26 Sep, 2009

12 commits

  • Sometimes we only want to write pages from a specific super_block,
    so allow that to be passed in.

    This fixes a problem with commit 56a131dcf7ed36c3c6e36bea448b674ea85ed5bb
    causing writeback on all super_blocks on a bdi, where we only really
    want to sync a specific sb from writeback_inodes_sb().

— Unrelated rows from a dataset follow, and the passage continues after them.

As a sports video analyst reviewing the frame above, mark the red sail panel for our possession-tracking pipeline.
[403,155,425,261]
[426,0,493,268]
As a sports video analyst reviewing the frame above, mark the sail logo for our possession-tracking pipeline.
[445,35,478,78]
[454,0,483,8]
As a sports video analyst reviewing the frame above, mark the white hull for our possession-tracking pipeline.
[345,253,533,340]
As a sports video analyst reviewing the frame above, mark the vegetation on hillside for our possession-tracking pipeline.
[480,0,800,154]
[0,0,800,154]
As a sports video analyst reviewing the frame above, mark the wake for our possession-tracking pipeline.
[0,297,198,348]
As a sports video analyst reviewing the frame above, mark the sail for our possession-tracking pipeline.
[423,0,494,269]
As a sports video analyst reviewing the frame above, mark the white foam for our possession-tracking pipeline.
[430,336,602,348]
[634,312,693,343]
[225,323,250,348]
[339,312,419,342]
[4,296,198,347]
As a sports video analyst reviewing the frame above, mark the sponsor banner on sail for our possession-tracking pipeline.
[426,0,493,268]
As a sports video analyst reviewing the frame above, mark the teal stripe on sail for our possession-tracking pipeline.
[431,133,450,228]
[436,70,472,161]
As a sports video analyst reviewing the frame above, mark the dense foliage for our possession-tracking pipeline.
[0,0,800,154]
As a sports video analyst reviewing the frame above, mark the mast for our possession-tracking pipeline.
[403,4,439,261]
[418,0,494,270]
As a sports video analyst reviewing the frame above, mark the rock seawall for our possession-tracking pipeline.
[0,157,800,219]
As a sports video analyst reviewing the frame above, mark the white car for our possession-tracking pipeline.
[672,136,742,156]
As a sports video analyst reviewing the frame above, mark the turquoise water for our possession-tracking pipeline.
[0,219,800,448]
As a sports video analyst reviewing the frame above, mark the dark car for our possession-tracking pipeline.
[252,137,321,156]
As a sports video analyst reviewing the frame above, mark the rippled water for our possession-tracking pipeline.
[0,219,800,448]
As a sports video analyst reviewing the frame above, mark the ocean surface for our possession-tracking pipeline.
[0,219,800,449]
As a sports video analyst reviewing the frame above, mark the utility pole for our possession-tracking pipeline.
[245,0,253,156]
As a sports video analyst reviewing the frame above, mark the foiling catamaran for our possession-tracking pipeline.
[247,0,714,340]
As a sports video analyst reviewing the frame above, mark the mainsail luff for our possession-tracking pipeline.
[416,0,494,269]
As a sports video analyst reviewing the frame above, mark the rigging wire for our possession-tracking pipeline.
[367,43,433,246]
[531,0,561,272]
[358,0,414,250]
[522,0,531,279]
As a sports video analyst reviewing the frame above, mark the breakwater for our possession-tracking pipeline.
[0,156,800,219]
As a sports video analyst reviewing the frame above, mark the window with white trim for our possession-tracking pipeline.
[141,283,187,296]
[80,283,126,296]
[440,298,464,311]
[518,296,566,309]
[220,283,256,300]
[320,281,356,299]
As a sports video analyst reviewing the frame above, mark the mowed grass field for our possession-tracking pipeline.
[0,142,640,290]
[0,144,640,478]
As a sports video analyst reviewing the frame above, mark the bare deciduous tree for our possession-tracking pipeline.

    Signed-off-by: Jens Axboe

    Jens Axboe
     
  • Pointless to iterate other devices looking for a super, when
    we have a bdi mapping.

    Signed-off-by: Jens Axboe

    Jens Axboe
     
  • Debug traces show that in per-bdi writeback, the inode under writeback
    almost always get redirtied by a busy dirtier. We used to call
    redirty_tail() in this case, which could delay inode for up to 30s.

    This is unacceptable because it now happens so frequently for plain cp/dd,
    that the accumulated delays could make writeback of big files very slow.

    So let's distinguish between data redirty and metadata only redirty.
    The first one is caused by a busy dirtier, while the latter one could
    happen in XFS, NFS, etc. when they are doing delalloc or updating isize.

    The inode being busy dirtied will now be requeued for next io, while
    the inode being redirtied by fs will continue to be delayed to avoid
    repeated IO.

    CC: Jan Kara
    CC: Theodore Ts'o
    CC: Dave Chinner
    CC: Chris Mason
    CC: Christoph Hellwig
    Signed-off-by: Wu Fengguang
    Signed-off-by: Jens Axboe

    Wu Fengguang
     
  • Currently we pin the inode->i_sb for every single inode. This
    increases cache traffic on sb->s_umount sem. Lets instead
    cache the inode sb pin state and keep the super_block pinned
    for as long as keep writing out inodes from the same
    super_block.

    Signed-off-by: Jens Axboe

    Jens Axboe
     
  • If we only moved inodes from a single super_block to the temporary
    list, there's no point in doing a resort for multiple super_blocks.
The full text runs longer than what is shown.